Oleh: Ir. I Gusti Ketut Riksa *)

Tentang makanan utama mengenai nilai gizi, dari berbagai literatur yang sebelumnya sudah saya ceritakan, terjadi penurunan kandungan nutrisi akibat intensif penggunaan pupuk dan pestisida kimia.

Bahkan produksinya malah ikut terpapar kimia berbahaya. Pertanyaan yang mungkin timbul ialah tentang pedoman pangan dan gizi yang disusun oleh lembaga pangan dan gizi. Timbul pertanyaan, apabila kita telah menerapkan pertanian organik akankah kembali kandungan nutrisinya seperti semula yakni dapat memberikan kesehatan kepada manusia lahir dan batin?. Tentang pertanyaan ini, para penelitilah yang akan menjawabnya lima puluh tahun mendatang setelah semua dari kita menerapkan pertanian organik.

Yang cukup menarik ialah tanaman konvensional yakni yang dipupuk dengan pupuk kimia, tanaman ini tidak mampu lagi membentuk antioksidan; sehingga tanaman ini mudah diserang oleh hama dan penyakit, sedangkan tanaman organik mengandung dua lebih banyak kandungan antioksidannya. Jika dibandingkan dengan tanaman konvensional. Tanaman konvensional masih bisa hidup disebabkan karena hamanya yang dibunuh dengan pestisida kimia, sebenarnya tanaman ini tidaklah kebal.

Pertanyaan yang timbul : apakah kita akan relatif bebas dari serangan hama dan panyakit setelah kita menerapkan pertanian organik?. Jawabannya: hama dan penyakit akan selalu ada, namun intensitasnya masih dalam keadaan terkendali, yakni tidak sampai menyebabka puso total, inilah yang dikenal bahwa petanian organik “pasti” berproduksi.

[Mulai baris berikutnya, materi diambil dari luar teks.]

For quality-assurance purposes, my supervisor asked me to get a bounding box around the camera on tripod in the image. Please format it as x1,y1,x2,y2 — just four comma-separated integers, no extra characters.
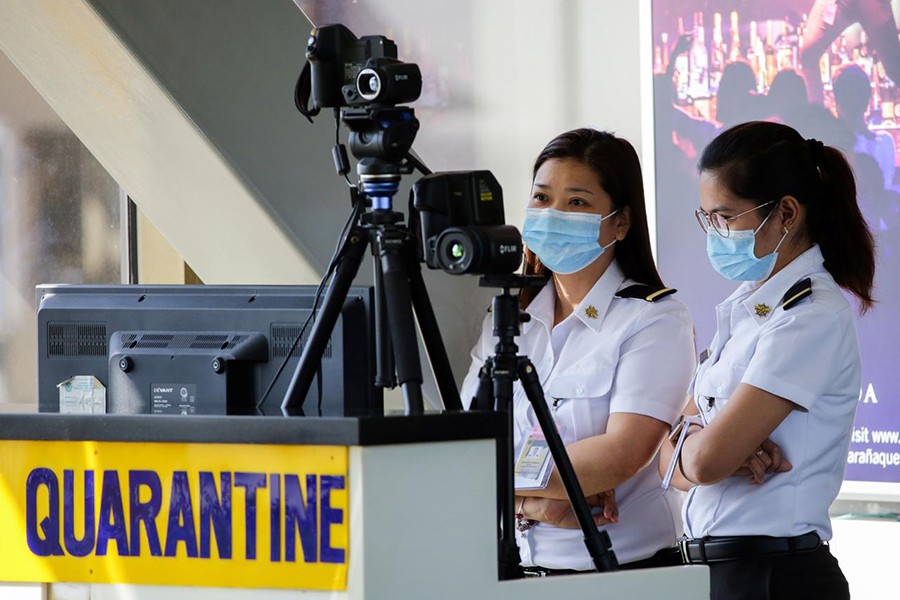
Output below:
413,171,522,275
306,25,422,108
297,24,522,275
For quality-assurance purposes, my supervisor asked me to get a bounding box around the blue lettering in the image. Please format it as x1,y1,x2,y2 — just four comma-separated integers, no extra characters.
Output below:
234,473,266,560
128,470,162,556
97,471,128,556
319,475,345,564
269,473,281,562
200,471,231,558
284,475,319,563
63,469,96,556
166,471,197,558
25,468,63,556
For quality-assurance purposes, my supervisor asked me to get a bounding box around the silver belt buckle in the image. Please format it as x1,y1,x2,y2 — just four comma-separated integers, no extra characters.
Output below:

Tentang tanah dan air dapat disampaikan sebagai berikut (sbb). Melalui penerapan teknologi organik yang berbasis Effective Microorganisms 4 (EM-4) permeabilitas tanah mengalami perubahan. Tanah menjadi lebih gembur sehingga tidak terjadi “run off” di musim penghujan, ini dimaksudkan tidak terjadi erosi tanah bagian atas yang bersifat lebih subur karena peresapan air hujan ke dalam tanah akan menjadi lebih baik. Disamping itu kemampuan tanah untuk memegang air lebih kuat, hal ini sangat penting pada saat bertanam di musim kemarau karena penggunaan air menjadi lebih hemat.

Pada saat saya sebagai Kepala Dinas Pertanian Kabupaten Bangli, kami mengikuti lomba insus jagung. Lomba ini dilaksanakan pada musim kemarau. Banyak kabupaten yang membatalkan lombanya karena tanaman jagungnya mati kekeringan, namun jagung kami mampu bertahan hidup dan berbuah kerena kami menerapkan pertanian organik yang berbasis EM-4, memupuknya dengan menggunakan pupuk bokashi padat dan mengocornya dengan pupuk bokashi cair.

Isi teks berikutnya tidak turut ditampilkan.